Why I'm not particularly Ecumenical

Many churches, not least Congregational churches, enjoy boasting about their ecumenism. The Ecumenical Movement attempts to reunite the various Christian denominations. Historical rivalry and suspicion are never wholesome, and inter-church cooperation is noble. It's taken for granted now that as a pastor you're ecumenically minded. But I'm not. Why?

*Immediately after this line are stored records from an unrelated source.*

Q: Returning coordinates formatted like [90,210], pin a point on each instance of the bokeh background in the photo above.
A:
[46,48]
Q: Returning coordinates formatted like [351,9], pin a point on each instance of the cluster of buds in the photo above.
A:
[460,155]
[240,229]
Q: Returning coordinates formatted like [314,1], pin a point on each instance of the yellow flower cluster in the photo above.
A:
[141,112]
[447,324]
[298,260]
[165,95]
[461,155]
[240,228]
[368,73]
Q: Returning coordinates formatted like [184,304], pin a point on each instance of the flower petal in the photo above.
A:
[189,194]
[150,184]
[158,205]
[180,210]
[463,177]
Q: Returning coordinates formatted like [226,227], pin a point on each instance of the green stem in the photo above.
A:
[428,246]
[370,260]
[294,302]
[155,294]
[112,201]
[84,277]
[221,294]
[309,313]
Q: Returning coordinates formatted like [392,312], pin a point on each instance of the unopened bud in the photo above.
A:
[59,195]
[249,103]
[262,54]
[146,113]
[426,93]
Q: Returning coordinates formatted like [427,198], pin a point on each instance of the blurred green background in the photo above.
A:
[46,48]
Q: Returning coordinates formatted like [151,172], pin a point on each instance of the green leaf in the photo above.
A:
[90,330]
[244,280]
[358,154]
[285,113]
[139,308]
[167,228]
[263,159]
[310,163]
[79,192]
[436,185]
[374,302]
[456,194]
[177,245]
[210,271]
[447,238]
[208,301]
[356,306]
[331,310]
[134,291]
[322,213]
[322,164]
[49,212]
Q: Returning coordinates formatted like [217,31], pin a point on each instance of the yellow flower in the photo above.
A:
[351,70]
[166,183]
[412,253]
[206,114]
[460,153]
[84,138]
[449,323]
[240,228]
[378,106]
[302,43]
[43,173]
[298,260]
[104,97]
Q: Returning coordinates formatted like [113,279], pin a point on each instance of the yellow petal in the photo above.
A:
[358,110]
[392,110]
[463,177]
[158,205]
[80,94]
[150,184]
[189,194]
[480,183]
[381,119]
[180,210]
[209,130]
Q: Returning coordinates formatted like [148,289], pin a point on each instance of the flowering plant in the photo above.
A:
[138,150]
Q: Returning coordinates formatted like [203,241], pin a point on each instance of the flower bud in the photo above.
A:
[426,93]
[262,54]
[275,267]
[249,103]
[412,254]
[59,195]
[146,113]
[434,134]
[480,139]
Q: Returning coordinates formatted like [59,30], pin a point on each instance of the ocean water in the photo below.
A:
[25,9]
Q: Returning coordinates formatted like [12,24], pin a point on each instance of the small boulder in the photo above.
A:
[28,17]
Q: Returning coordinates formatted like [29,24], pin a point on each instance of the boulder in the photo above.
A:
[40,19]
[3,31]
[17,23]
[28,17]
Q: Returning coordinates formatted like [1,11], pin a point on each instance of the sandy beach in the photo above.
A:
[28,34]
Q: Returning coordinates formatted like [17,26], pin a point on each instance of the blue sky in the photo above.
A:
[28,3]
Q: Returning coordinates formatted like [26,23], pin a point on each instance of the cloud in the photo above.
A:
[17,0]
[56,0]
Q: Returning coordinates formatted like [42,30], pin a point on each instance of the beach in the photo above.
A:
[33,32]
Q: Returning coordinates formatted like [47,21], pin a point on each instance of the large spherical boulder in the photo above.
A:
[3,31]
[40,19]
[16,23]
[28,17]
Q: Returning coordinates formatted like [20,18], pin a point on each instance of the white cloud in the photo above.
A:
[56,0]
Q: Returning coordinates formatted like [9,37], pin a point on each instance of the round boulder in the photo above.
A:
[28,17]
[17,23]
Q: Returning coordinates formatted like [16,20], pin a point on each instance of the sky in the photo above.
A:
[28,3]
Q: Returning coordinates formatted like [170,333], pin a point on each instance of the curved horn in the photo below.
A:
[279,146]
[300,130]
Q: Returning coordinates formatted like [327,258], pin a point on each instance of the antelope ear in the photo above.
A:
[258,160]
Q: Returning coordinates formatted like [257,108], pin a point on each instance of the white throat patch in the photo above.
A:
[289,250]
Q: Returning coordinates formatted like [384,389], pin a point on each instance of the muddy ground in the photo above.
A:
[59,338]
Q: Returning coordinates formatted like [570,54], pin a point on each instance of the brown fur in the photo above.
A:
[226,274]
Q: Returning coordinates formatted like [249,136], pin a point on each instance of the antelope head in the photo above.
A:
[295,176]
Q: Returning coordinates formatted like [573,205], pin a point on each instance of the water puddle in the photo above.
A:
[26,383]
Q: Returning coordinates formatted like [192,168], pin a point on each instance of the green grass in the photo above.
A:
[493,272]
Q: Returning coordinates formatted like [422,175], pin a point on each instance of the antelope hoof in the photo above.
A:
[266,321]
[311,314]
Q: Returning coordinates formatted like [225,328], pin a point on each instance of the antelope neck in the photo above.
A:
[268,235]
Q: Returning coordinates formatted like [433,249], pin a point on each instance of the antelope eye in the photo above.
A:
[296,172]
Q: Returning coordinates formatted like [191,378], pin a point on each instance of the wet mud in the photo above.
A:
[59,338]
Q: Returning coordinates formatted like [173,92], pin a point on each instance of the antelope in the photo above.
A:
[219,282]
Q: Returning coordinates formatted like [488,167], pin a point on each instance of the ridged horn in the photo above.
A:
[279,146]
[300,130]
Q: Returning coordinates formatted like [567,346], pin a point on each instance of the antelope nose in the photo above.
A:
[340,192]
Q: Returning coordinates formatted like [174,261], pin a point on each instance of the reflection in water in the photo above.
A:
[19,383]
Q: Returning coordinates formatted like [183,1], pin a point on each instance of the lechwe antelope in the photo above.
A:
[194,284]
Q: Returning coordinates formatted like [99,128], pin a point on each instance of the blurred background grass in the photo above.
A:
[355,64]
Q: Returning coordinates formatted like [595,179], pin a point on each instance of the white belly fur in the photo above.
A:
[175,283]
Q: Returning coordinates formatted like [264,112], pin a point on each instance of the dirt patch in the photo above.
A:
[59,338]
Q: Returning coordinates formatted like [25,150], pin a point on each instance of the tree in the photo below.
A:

1) Christ's true church has never been divided; there are no genuine divisions to heal. A born-again baptist, Anglican, or pentecostal is already my brother or sister. I don't need formal union or joint meetings to prove or demonstrate this. The unity is already there. 
 
2) Much ecumenism is a response to decline. Shrinking congregations and declining denominations have forced some churches to cut their losses. I say that churches should get back to the Bible and preach the gospel. This will cause the churches to grow and stay the decline. Ecumenism seems an attempt at merely managing this decline.
 
3) We already work together and do no need formal ecumenical unions to achieve this. At Martin Top, we have Methodist, Reformed, Anglican and Pentecostal preachers. If they preach the truth, we'll hear them, regardless of their churchmanship. I'd sooner listen to an evangelical charismatic than a liberal Congregationalist. 
 
4) Ecumenism overlooks and ignores theological error. Some beliefs, such as the millennium of Christ's return, baptism or predestination are important, but we have to agree to differ. I'm premillennial, but I acknowledge that others sincerely, and intelligently, hold to other views. But some doctrines are simply too fundamental to dispense with. When David Jenkins, former Bishop of Durham, denied Christ's resurrection, he merely proved that Christ and Belial have nothing in common. These people went out from us, but were not of us. With such as he, and other vipers in the Lord's vineyard, we cannot unite.
 
5) Ecumenism nullifies and undermines the Reformation. Protestants broke from Rome for genuinely worthwhile reasons. I'd make myself popular by saying Catholicism is just another church, but I can't. Although it gets much right- the trinity, the deity of Christ, the sanctity of life and the marriage bed, it gets many fundamentals wrong. For example, the 39 Articles of the Church of England rightly state:
 
"Wherefore that we are justified by faith only, is a most wholesome doctrine, and very full of comfort".
 
Contrast this to the statement made by the Council of Trent a few years later, fully endorsed by the Roman Church of today:
 
"If anyone states that by faith alone the impious is justified...and that it is not in any way necessary that he be prepared and disposed by the movement of his own will, let him be anathema".
 
If being ecumenical means sweeping Justification by Faith into the dustbin, then the summer is over, and we are not saved. Some doctrines are too precious to compromise. I was in Naples this week; I took the picture below in the main cathedral. It was stuck beneath a statue. This is why I'm not ecumenical.